Daryl @ Sat Feb 15 said:


> I think that as a group, composers can get too absorbed in detail, when it comes to these sort of things. It is so easy to be seduced by the newest product that may (or usually not) make the music sound a little bit more real, that we forget that the client really doesn't care. It is more important to make the track sound good. That's what they hear, and the best sample library in the world won't make a bad piece of music into a good one. You need real players for that. :lol:
> 
> D



+1

As I mentioned in another thread: A good friend of mine, a world wide well known composer/producer..., uses many old libraries like Advanced Orchestra also nowadays.

o=<


----------



## aaronnt1 (Feb 15, 2014)

What about the rest of the Mural range?

I wonder whether you'll be able to resist whatever it is that Spectrasonics come out with next...


----------



## Arbee (Feb 15, 2014)

*Re: finished with sample libraries*

Perhaps something like this is the problem:

http://stuartknightproductions.com/do-you-fall-for-the-hype/

It's so easy to get swept up in the hype and ignore what our ears and our brains are trying to tell us.

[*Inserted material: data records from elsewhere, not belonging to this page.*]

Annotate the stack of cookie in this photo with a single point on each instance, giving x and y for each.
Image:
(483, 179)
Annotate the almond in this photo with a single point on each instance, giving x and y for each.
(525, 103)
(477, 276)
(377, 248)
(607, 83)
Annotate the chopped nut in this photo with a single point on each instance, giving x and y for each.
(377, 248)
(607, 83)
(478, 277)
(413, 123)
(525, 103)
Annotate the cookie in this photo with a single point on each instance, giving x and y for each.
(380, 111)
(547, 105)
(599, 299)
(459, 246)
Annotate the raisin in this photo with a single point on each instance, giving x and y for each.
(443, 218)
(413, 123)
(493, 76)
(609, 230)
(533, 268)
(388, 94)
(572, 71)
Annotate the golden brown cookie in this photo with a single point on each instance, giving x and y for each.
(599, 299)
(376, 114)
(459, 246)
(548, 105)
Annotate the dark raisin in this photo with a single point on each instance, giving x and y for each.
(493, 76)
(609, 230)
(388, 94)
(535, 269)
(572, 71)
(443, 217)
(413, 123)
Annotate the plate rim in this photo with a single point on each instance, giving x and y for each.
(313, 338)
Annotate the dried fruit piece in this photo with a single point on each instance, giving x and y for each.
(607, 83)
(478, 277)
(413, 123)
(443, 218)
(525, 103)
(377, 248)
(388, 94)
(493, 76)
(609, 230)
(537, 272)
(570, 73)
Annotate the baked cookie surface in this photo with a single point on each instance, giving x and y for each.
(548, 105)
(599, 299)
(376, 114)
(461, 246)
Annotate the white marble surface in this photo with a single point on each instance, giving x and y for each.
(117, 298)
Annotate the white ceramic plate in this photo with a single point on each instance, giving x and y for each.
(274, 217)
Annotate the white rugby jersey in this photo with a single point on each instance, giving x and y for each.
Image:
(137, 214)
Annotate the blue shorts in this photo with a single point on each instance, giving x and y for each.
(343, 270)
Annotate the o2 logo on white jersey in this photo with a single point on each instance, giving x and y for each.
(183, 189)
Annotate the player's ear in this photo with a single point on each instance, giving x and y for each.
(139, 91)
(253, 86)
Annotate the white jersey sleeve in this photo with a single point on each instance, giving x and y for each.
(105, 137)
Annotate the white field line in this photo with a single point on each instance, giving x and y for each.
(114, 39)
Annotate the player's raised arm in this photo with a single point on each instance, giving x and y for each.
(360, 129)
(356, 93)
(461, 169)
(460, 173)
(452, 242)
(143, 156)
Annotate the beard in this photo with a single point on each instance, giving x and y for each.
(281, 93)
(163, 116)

I'm not finished with sample libraries at all, but I am very hype resistant and have saved an absolute fortune lately.

.


----------



## AlexandreSafi (Feb 15, 2014)

I think that in this day & age, people are looking for the latest sounds to do the work for them, to elevate them, to make them shine, as for technology in general...

How about going the other way around and making a commitment to making the music shine, then you'll need a lot less than you think...

I think that in the end, it will always be about the notes, in space & time, and the purpose and commitment behind them, that's why you get an enduring fixed set of instrumental tools in the standard orchestra ever-since the 20th century and yet offers so many possibilities for a different sound every time...

The heart and the mastery of your craft are key here...

As to samples, 

I think we're reaching a stage (with for example LASS-Cinesamples-Spitfire,etc..) where we're really starting to be able to get a surprising organic new sound each time you sit down and start writing a new piece, and those samples could probably become as relevant in 15-20 years as having a grand piano in your living room for that same amount of time! 

I'm even sure that Mr. Zimmer isn't about collecting the beastiest orchestral samples each year. He gets the job done, because his heart & mind can instantly make the right choices to produce a different sound as he intends, based on his mastery and well-rounded knowledge of his personal baby-tools...

Alex


----------



## Dan Mott (Feb 15, 2014)

*Re: finished with sample libraries*



dpasdernick @ Sun Feb 16 said:


> Dan. Maybe we should have a contest to see you can get you "off the wagon"
> 
> Dark Planet from Steinberg is only $25 Dan... Come on... just take a sip... just one more... no one's looking... you can start your sample sobriety tomorrow... Dark Planet will allow you to write that illusive hit song... it's half price... you can't even get a decent pizza for $25... you had a rough day at the office... indulge a little... your peers will pass you buy if you don't make this purchase... all the cool kids are doing it... the hot chicks will say "Dan's so amazing... he buys cool samples all the time"...
> 
> I'm just trying to save you here Dan... it's a losing battle... come back to the dark side...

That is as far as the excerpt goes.